I have two kittens. estimated age about 3 - 4 weeks. I know they'll be on hard food in 2 or 3 weeks but in the mean time I've got to bottle feed them. I picked up a small bottle and some goats milk. They are feeding well.

The question I have is how many Ml. (15ml = 1 tablespoon) should each kitten consume in a sitting? And .. how often should I feed the little guys?

Thank you, Frank (in AZ.)


----------



## LiCieWishy (Apr 2, 2003)

Hi Frank,

I found a site that shows different formulas for kitties and provides a feeding schedule as well. I hope you find it useful.  
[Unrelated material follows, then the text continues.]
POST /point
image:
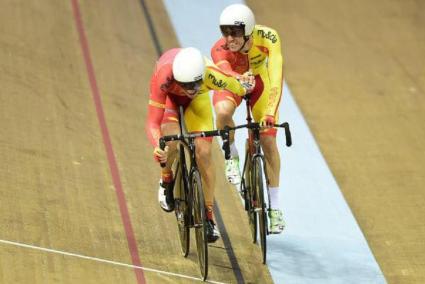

http://www.kittencare.com/askKC_Feeding_Kittens.html


----------



## lexxie109 (Jan 20, 2003)

A kitten that is about 3 or 4 weeks old should be fed every 3 or 4 hours. You should feed the kittens as much as they can drink, the more the better. Also, you should try to get kitten formula. If you were feeding a goat well then goat’s milk would be perfect. Are you stimulating the kittens to use the bathroom after you are done feeding them? Where are your babies? They should be kept in a safe, warm spot with if you have one, a heating pad. A kitten that is 4 weeks and older can be offered soft food but bottle feeing may be necessary as well. Good luck with your babies!


----------



## occupant (Apr 6, 2003)

I'd like to thank both of you for responding to my question. The kitten are doing peachy keen and nursing just great. As a matter of fact .. maybe a little too great!! They have gone from wild scared kittens to little monsters that follow me everywhere I go in the house. I've been feeding them every couple hours and I'm just glad this can only go on for several more weeks or so as they try and climb my leg when they want some food and it's starting to get a little painful. They have free run of the house as I feel the excersize of running around will do them good. They plop on down and sleep anywhere when they get tired !! I'll post some pictures .. real cute little guys .. Siamese mix, blue eyes, long haired siamese cats with striped gray legs and tails and white paws ... too much !!

Thank you both again,
Frank


----------



## LiCieWishy (Apr 2, 2003)

Great to hear that they are doing well! Can't wait to see pics of the little ones!


----------